É necessário rever o processo de incorporação de tecnologia no país e, nesse sentido, cabe voltar ao Sistema de Saúde Inglês no qual o SUS se baseou.
Na Inglaterra foi criada uma agência independente, com corpo de gestores estáveis que é responsável pelo recebimento das solicitações de incorporação de tecnologia, analisá-las e, ao decidir sobre sua incorporação, participar decisivamente da definição de preços e condições de incorporação dos produtos. Ela se chama National Institute for Health and Clinical Excellence – NICE.

O NICE atua com base em um rígido conjunto de princípios que são os responsáveis pelo seu sucesso e sempre ser citado como um exemplo em todo o mundo. São seis princípios:
1 – Decisão baseada em evidências, que devem ser fortes e já registradas na literatura disponível;
2 – Especialistas independentes. São pareceristas, que opinam livres de conflitos de interesses sobre a tecnologias que são convidados a analisar;
3 – Envolvimento da sociedade – em seus comitês decisórios é obrigatória a participação de pelo menos dois representantes dos cidadãos;
4 – Independência e transparência em suas decisões, que podem sempre ser auditadas e verificadas;
5 – Revisão – periodicamente suas decisões podem ser revisadas. Se muda o conhecimento, deve mudar a decisão; e
6 – Desenvolvimento metodológico contínuo – buscar incorporar novas formas de analisar o processo de incorporação de tecnologia em saúde.

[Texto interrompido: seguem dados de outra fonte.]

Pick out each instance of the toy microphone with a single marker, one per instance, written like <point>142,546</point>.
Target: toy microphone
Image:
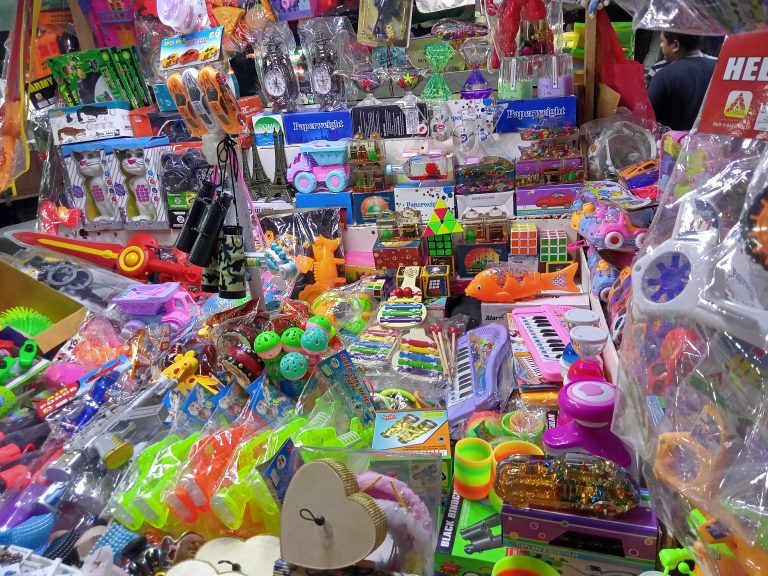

O NICE é um excelente modelo que deveria ser copiado. Com certeza existe, além do organismo, uma estrutura jurídica que permite que o Judiciário acompanhe as decisões dele emanadas e que a sociedade se sinta atendida em suas demandas de forma que o Judiciário somente será demandado em condições excepcionais.
Neste momento, no Brasil, enquanto não se tem uma estrutura melhor para decidir sobre a incorporação de tecnologias, procura-se montar estruturas de apoio ao processo decisório da justiça através da constituição de núcleos de análise e suporte a decisão de incorporar ou não uma tecnologia. Essa estrutura atual proposta pelo Conselho Nacional de Justiça não é suficiente para criar um modelo adequado de incorporação de tecnologia, apesar de mitigar seus efeitos.
Precisamos, atendendo às propostas que estão aflorando na sociedade, dar uma resposta definitiva para esse complexo e tão contemporâneo problema da incorporação de tecnologia na saúde.
Vamos propor e criar nossa agência única de incorporação de tecnologia em uma ampla negociação, envolvendo todos os atores do setor saúde em nosso país!